---
title: "ClickHouse® ReplacingMergeTree examples and best use cases"
excerpt: "ClickHouse ReplacingMergeTree example that handles deduplication correctly. Most implementations miss critical settings. Don't."
authors: "Cameron Archer"
categories: "AI Resources"
createdOn: "2025-10-14 19:28:27"
publishedOn: "2025-10-16 19:28:27"
updatedOn: "2025-10-16 19:28:27"
status: "published"
---

When you insert updated records into ClickHouse{% sup %}®{% /sup %}, you often want to keep only the latest version of each row rather than accumulating duplicates. The ReplacingMergeTree table engine handles this automatically by removing duplicate rows during background merge operations, keeping either the most recently inserted row or the one with the highest version number.

This article explains how ReplacingMergeTree works, when to use it, and how to configure it correctly with working examples for common patterns like CDC ingestion, user state tracking, and streaming data deduplication.

## What is a ReplacingMergeTree and when to use it

ReplacingMergeTree is a ClickHouse{% sup %}®{% /sup %} table engine that removes duplicate rows with the same sorting key during background merge operations. The engine keeps only one row from each group of duplicates, typically the row with the highest version number or the most recently inserted row.

You'll find this engine useful when maintaining [current state tables](https://www.tinybird.co/blog-posts/when-to-use-columnar-database) where each record represents the latest version of an entity. For example, if you're tracking user profiles and receive updates throughout the day, ReplacingMergeTree automatically keeps only the newest profile data for each user. The same pattern works well for product catalogs, order statuses, or any scenario where you care about current state rather than full history.

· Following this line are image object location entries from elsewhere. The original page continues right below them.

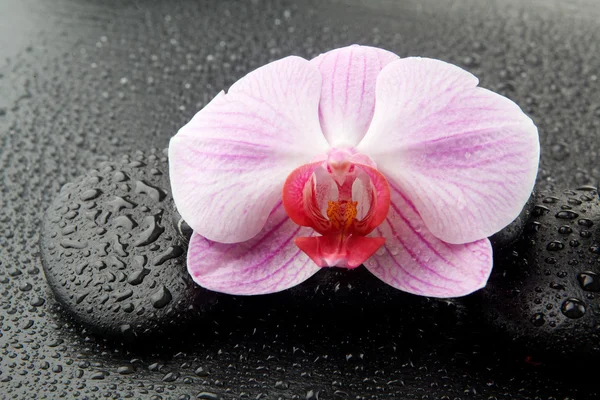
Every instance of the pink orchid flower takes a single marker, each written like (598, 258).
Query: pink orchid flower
(354, 157)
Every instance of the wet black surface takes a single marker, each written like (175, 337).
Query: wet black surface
(543, 292)
(113, 257)
(86, 81)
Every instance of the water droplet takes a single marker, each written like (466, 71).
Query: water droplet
(589, 281)
(161, 298)
(124, 221)
(538, 319)
(573, 308)
(207, 396)
(171, 377)
(565, 229)
(119, 203)
(169, 253)
(153, 192)
(202, 372)
(126, 369)
(595, 248)
(550, 200)
(566, 214)
(137, 277)
(555, 246)
(585, 222)
(153, 232)
(90, 194)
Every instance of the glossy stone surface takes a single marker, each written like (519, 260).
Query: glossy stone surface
(112, 256)
(83, 82)
(543, 293)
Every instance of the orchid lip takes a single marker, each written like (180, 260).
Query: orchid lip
(341, 200)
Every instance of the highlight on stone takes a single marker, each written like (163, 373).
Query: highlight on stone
(355, 157)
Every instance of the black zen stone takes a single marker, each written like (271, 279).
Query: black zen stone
(544, 291)
(112, 255)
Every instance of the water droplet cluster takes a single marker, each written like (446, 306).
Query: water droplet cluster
(544, 290)
(112, 255)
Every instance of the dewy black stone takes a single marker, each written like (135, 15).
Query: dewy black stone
(121, 263)
(543, 290)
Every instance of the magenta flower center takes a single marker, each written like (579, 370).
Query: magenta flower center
(343, 198)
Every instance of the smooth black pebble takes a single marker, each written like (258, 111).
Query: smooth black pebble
(113, 256)
(544, 292)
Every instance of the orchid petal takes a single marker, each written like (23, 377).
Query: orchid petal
(348, 91)
(415, 261)
(268, 263)
(465, 156)
(228, 164)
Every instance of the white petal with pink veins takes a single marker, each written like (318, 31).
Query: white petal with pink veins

The [deduplication happens during merge operations](https://clickhouse.com/docs/en/engines/table-engines/mergetree-family/replacingmergetree/), not when you insert data. This means you might see duplicate rows in query results until ClickHouse{% sup %}®{% /sup %} completes a merge in the background.

## How row versioning and deduplication work

When ClickHouse{% sup %}®{% /sup %} merges data parts in a ReplacingMergeTree table, it looks for rows with identical values in all columns specified by the `ORDER BY` clause. For each group of matching rows, the engine picks one to keep and discards the rest.

The engine decides which row to keep using one of two methods:

* **Version column:** If you specify a version column when creating the table, ClickHouse{% sup %}®{% /sup %} keeps the row with the highest value in that column
* **Insertion order:** Without a version column, the engine keeps the last inserted row based on when data arrived

The timing of merges depends on ClickHouse{% sup %}®{% /sup %}'s internal scheduling and how you insert data. Smaller, more frequent inserts create more parts that need merging, while larger batch inserts create fewer parts.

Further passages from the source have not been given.